Federal agencies are embracing agile development, but new ways of thinking are needed to make it work at government scale.
Over the last few years, government agencies have clearly recognized the need to embrace agile development methods, which enable teams to deliver software releases in a matter of a few weeks to provide high-value features to fulfill rapidly evolving mission needs.
Traditional waterfall methods were wrought with several well-known problems rooted in a lack of flexibility and requiring years of rigid planning, design and development. Organizations within the government and their external partners have brought in new skills and capabilities to help agencies get better at understanding how to effectively leverage lightweight agile frameworks and methods within the government context where scale, complexity and a unique regulatory environment require special consideration.
However, we have long ways to go as evidenced by a recent survey in which federal IT leaders were asked to grade their agencies' effort related to agile development. Around 60 percent of respondents graded themselves at "C" or lower for agile adoption, streamlining their systems development processes and aligning IT management and governance. It isn't surprising that there were few grades of "A" and "B," because the concept of Agile is relatively new, gaining prominence in 2001 with the publication of "The Manifest for Agile Software Development" by a set of 17 pioneers in the field. Only over the last six years or so have many of the popular Agile frameworks, tools and practices become available to suit the needs of large organizations.
Scaling agile development methods and practices for high-risk and complex modernization initiatives is a significant challenge. Agile practices such as iterations, scrums, burndown charts, daily meetings and task boards sometimes miss the "big picture" of high-risk modernizations. I have outlined three practices and techniques that could that can help address the challenges of scaling agile development.
Enable cultural evolution: Agile is as much about culture and core values as it is about principles and practices. This requires agency leaders to champion a "lean/agile" mindset throughout the organization and improve awareness of how agile development processes work in contrast to waterfall methods across all functions -- IT, programs, acquisition, business line/mission owners and end users. For example, program owners typically worry that if they do not address all of their requirements in the first release, they may not get them any time soon. So leaders must establish credibility with them and let them know that they will get all of the features they need in increments every few weeks.
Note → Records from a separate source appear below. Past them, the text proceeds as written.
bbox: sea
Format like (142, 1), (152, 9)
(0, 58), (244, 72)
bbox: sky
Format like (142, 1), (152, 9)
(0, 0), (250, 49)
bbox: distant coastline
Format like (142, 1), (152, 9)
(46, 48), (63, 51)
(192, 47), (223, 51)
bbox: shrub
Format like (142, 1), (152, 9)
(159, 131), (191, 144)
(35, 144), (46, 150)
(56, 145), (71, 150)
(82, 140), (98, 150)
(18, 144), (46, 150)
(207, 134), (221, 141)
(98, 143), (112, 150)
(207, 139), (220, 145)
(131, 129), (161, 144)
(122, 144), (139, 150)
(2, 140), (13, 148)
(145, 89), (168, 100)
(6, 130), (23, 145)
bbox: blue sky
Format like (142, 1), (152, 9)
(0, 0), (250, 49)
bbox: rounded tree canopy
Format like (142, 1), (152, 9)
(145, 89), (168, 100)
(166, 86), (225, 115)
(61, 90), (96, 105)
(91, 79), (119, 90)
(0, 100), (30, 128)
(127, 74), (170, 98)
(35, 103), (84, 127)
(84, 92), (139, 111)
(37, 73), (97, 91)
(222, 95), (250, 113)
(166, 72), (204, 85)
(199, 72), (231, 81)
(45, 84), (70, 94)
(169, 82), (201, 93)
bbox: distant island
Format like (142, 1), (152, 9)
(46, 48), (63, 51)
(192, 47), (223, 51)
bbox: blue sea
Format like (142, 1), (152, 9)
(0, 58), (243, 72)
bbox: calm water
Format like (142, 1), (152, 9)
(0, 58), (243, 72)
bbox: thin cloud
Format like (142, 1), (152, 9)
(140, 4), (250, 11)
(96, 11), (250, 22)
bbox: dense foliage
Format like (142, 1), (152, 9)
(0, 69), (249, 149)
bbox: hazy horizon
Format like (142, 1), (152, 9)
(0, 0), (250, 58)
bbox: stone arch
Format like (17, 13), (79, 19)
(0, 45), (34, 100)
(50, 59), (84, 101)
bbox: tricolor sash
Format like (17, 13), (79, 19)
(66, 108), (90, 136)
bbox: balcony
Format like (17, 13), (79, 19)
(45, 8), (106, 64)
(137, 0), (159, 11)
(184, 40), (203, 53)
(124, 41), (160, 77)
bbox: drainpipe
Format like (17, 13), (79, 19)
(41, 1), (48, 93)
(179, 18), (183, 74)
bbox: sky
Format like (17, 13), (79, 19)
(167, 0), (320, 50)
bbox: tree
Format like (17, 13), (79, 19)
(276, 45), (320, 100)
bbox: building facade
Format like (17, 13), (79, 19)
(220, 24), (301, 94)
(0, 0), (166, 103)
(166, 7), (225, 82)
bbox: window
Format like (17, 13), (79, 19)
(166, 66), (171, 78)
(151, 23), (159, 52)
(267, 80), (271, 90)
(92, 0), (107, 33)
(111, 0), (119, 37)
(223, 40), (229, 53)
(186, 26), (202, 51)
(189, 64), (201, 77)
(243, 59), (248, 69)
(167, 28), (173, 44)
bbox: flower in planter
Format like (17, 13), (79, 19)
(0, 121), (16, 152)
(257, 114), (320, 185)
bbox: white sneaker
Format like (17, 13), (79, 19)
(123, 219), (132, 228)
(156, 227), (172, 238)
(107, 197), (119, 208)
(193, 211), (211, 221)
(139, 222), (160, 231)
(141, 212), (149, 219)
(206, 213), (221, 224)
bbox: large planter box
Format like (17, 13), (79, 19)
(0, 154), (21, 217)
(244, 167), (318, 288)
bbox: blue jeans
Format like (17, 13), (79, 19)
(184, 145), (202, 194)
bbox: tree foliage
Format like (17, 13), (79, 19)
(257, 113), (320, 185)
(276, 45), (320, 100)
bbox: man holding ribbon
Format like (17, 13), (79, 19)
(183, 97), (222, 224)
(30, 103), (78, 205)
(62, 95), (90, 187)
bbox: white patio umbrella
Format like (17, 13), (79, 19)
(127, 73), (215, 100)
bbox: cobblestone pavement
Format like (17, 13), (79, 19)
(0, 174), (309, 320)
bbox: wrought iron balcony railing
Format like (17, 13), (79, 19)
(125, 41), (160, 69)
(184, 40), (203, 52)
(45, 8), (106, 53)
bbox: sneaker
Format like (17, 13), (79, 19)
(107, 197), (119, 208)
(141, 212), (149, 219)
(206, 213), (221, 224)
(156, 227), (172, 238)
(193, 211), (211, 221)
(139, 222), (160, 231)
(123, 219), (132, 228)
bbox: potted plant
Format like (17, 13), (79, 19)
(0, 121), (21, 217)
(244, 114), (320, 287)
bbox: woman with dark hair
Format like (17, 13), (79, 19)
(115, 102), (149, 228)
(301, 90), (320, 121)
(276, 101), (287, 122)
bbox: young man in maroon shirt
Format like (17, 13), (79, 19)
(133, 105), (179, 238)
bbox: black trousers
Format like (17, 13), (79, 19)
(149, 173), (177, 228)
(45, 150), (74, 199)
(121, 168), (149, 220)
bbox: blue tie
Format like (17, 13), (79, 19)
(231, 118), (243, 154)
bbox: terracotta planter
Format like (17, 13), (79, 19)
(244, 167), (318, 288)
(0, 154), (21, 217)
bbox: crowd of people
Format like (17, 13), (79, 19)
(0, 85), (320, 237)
Combine emergent design with intentional architecture: Agile development uses the principle of emergent design where the best architectures, requirements and designs emerge from self-organizing teams and the design evolves hand-in-hand with business functionality. However, this is not sufficient for managing large-scale government programs. Development teams need some intentional architecture – a set of purposeful, planned architectural guidelines that enhance solution design, performance and usability -- to provide the guidance needed to ensure that the whole system is fit for its purpose. Achieving the right balance of emergent design and intentional architecture is the key to developing large-scale systems effectively.
Adopt agile governance: As organizations transition to an enterprise agile model, it becomes extremely critical to establish a governance framework that enables delivery via agile methods while honoring the government's fiduciary, security and privacy responsibilities and improving time-to-market and accomplishing the mission outcomes. It is critical that this governance process provides the ability for senior government leaders and their industry partners to see the big picture as well as understand and manage risks associated with large-scale modernization. This big picture should be very simple and at the same time show all aspects of the process. In addition to scrum development plans, particular focus should be on infrastructure readiness, user authentication, data migration activities, internal/external interfaces, user acceptance, user training, security authorization process and end-to-end performance testing.
Ultimately, ensuring that all agency agile development efforts align to meeting mission objectives is critical to success.